Jonathan Sharp, 17, of Bellevue, Wash., has so many clients lined up that losing two because of a big exam doesn't bother him.

"I told them up front that school's my priority," shrugs Sharp, who spends 20 hours a week on Sharpmedia, his business. "There are plenty more customers out there."

Technically, kids under 14 -- such as Sam Roberts, who landed his first client at age 11 -- can't work for a salary. They can, however, be paid in video games, the 13-year-old's preferred currency. "It's cool,'' Sam says of his work as CEO of Webman Inc. (His baby sitter answered the phone when a reporter called.)

Robert Entenman of Kent, Wash., has the edge when it comes to experience. At 16, he's been working with computers for a decade. His parents bought him a computer at age 6. By age 9, he was fine-tuning his skills at special Web classes for kids at the University of Washington. Three years later, he launched his Web design and consulting business. Now, although he has enough money to buy a car, he's so pressed for time he hasn't even gotten his driver's license.

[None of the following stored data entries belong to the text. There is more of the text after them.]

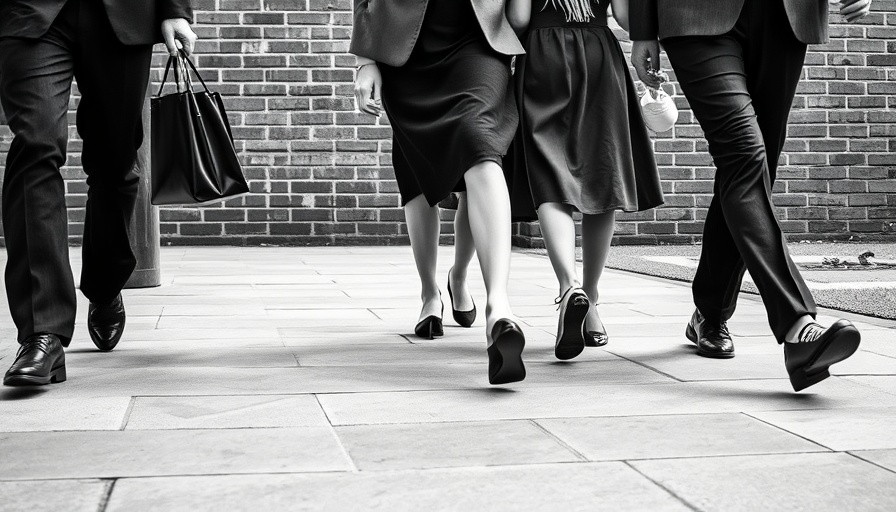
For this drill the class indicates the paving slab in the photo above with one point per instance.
(25, 410)
(567, 487)
(436, 445)
(686, 435)
(116, 454)
(805, 482)
(68, 495)
(220, 412)
(595, 400)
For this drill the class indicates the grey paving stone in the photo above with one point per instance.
(566, 487)
(206, 412)
(840, 430)
(66, 455)
(67, 495)
(596, 400)
(883, 458)
(435, 445)
(657, 437)
(126, 355)
(810, 482)
(25, 410)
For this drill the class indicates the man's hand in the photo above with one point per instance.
(177, 31)
(646, 57)
(368, 89)
(854, 10)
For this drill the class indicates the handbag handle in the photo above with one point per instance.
(181, 73)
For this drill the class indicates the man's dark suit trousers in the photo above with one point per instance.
(35, 86)
(740, 86)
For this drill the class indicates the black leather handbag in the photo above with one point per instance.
(193, 158)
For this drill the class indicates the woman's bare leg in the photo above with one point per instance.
(423, 230)
(489, 211)
(597, 234)
(464, 250)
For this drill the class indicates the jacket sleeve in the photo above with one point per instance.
(169, 9)
(643, 20)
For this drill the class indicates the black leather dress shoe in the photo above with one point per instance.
(713, 340)
(505, 349)
(40, 360)
(808, 361)
(105, 323)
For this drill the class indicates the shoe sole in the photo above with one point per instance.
(842, 344)
(508, 349)
(692, 335)
(570, 339)
(56, 376)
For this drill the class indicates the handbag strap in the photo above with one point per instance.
(179, 61)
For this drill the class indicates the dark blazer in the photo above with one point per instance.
(134, 21)
(652, 19)
(386, 30)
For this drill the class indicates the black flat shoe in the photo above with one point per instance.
(463, 318)
(105, 323)
(505, 353)
(40, 360)
(712, 340)
(570, 336)
(430, 327)
(596, 339)
(808, 361)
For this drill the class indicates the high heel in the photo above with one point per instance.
(463, 318)
(595, 338)
(431, 326)
(573, 306)
(505, 353)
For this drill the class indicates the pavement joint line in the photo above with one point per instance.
(854, 454)
(782, 429)
(661, 486)
(643, 365)
(579, 455)
(107, 494)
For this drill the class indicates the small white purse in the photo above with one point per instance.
(657, 108)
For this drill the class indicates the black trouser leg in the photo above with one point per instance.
(720, 76)
(112, 79)
(35, 85)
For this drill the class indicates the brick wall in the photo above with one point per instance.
(320, 171)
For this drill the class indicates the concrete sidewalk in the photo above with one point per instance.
(290, 379)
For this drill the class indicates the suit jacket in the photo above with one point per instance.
(386, 30)
(652, 19)
(134, 21)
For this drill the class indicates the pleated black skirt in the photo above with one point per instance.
(582, 140)
(451, 105)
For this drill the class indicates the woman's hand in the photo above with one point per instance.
(854, 10)
(368, 89)
(646, 58)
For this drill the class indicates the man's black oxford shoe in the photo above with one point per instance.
(105, 323)
(713, 340)
(40, 360)
(818, 348)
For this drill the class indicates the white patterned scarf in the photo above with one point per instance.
(576, 10)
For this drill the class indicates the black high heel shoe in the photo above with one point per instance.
(463, 318)
(431, 326)
(573, 306)
(505, 353)
(595, 338)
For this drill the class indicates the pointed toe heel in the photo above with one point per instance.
(429, 328)
(505, 353)
(463, 318)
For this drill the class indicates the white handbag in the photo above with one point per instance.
(657, 108)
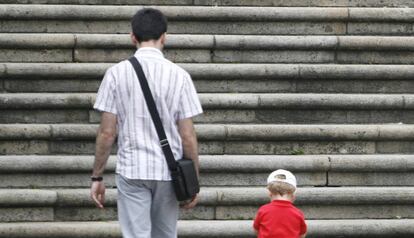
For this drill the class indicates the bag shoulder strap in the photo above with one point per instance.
(152, 108)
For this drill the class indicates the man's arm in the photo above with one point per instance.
(190, 147)
(104, 141)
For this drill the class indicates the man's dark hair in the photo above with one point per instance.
(148, 24)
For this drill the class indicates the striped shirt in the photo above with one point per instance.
(139, 151)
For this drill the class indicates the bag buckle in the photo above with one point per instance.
(164, 142)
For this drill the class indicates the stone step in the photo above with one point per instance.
(230, 203)
(212, 229)
(202, 20)
(211, 48)
(261, 3)
(221, 170)
(225, 108)
(214, 78)
(224, 139)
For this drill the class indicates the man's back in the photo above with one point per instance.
(139, 153)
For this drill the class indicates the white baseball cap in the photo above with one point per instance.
(282, 175)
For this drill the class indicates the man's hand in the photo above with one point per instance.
(98, 193)
(192, 203)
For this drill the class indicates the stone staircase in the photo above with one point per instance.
(321, 88)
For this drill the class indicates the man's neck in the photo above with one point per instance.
(152, 43)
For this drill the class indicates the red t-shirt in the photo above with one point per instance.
(279, 219)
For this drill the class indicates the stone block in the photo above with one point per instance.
(236, 212)
(73, 147)
(387, 211)
(371, 179)
(52, 85)
(198, 213)
(372, 163)
(269, 56)
(102, 55)
(94, 116)
(49, 180)
(27, 198)
(44, 116)
(380, 28)
(85, 214)
(377, 57)
(58, 26)
(259, 42)
(286, 148)
(225, 116)
(258, 179)
(36, 55)
(301, 116)
(331, 85)
(210, 147)
(324, 212)
(245, 86)
(30, 214)
(256, 28)
(402, 147)
(23, 147)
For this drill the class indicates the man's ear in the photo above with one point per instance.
(133, 38)
(163, 38)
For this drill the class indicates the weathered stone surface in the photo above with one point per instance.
(371, 179)
(70, 12)
(353, 57)
(85, 214)
(52, 85)
(44, 116)
(383, 28)
(286, 148)
(23, 147)
(259, 179)
(371, 163)
(283, 56)
(27, 197)
(270, 3)
(31, 55)
(403, 147)
(49, 180)
(26, 214)
(382, 14)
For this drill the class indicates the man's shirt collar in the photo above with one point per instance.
(149, 51)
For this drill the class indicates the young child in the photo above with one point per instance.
(280, 218)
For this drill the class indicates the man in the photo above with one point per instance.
(147, 206)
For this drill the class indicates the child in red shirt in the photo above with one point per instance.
(279, 218)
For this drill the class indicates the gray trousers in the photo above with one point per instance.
(146, 208)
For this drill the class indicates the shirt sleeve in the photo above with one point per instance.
(189, 105)
(105, 99)
(303, 227)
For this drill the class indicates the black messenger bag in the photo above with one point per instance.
(183, 173)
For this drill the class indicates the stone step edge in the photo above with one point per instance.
(263, 3)
(228, 132)
(256, 101)
(11, 164)
(221, 71)
(182, 13)
(222, 42)
(218, 196)
(216, 228)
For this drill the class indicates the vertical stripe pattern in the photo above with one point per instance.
(139, 152)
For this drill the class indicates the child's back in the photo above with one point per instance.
(280, 218)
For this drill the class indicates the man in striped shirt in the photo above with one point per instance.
(147, 206)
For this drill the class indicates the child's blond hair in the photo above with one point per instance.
(281, 188)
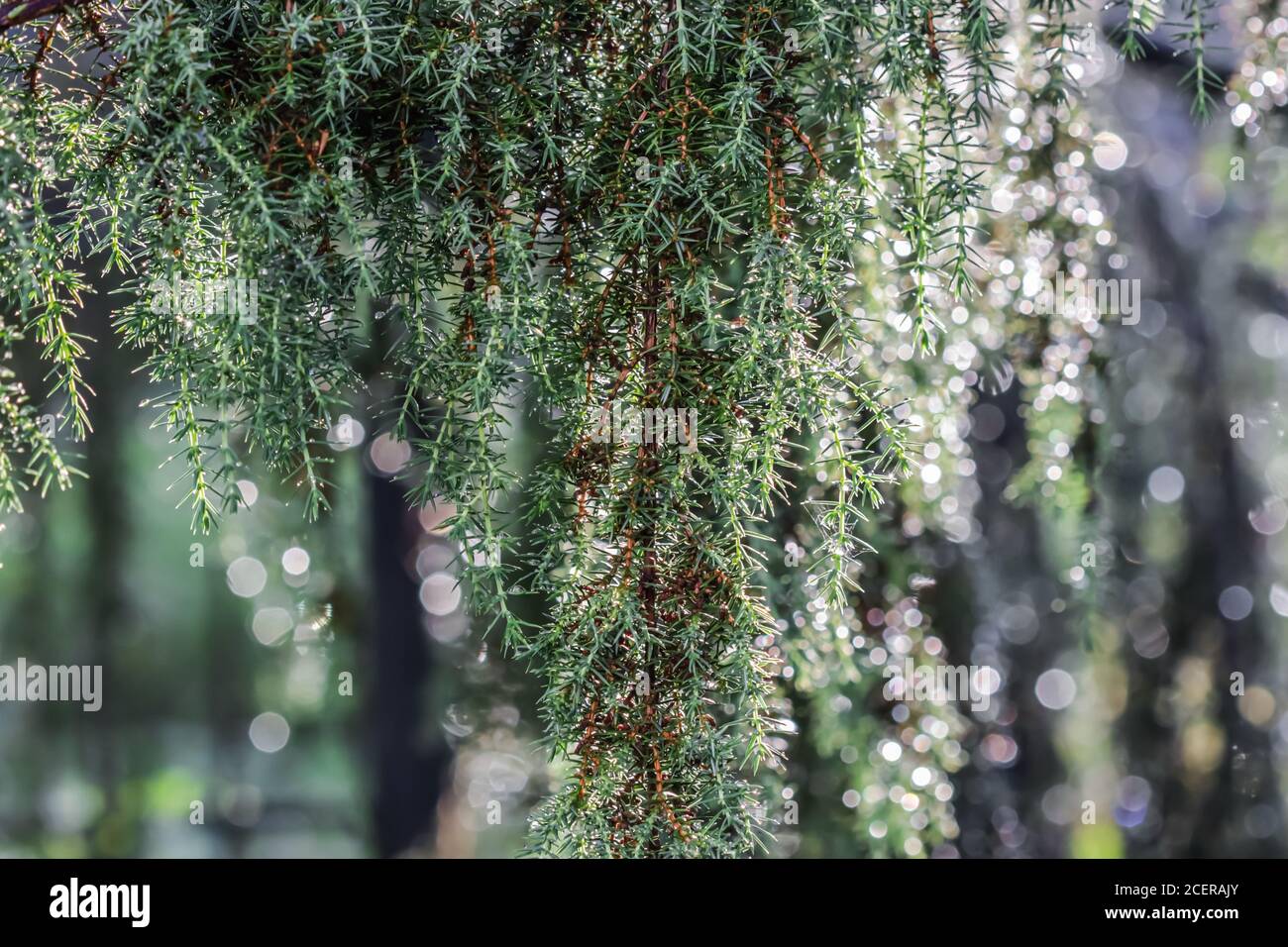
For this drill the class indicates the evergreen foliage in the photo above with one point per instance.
(568, 206)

Eric Lupton of Boynton Beach, Fla., a 17-year-old with cerebral palsy, has been tapping away on a PC Junior since age 3. Now he has a business card that reads "Cybersurgeon" and has pulled in $12,000 this year. "It didn't matter how old he was," says Maria Millares of GM Fence, who hired Lupton to put her Miami pool-fence company online. "I saw another site Eric had done, and I had complete confidence I could leave ours totally up to him."

Courtney Rubin is a staff writer for Washingtonian magazine.

Go to the top


Teen Webmasters

How many are there?
The computer industry snapped up 22,000 16- to 19-year-olds in 1997 -- four times as many as three years before, says the U.S. Department of Labor.

What are they paid?
It depends. Some get the going rate, $50-$75 an hour. One boy told us he prefers to be paid in video games.

What laws apply?
Legally, kids of any age can be paid for odd jobs, such as baby-sitting. 14- and 15-year-olds can work only 18 hours a week during the school year. They can work 40 hours when school is not in session.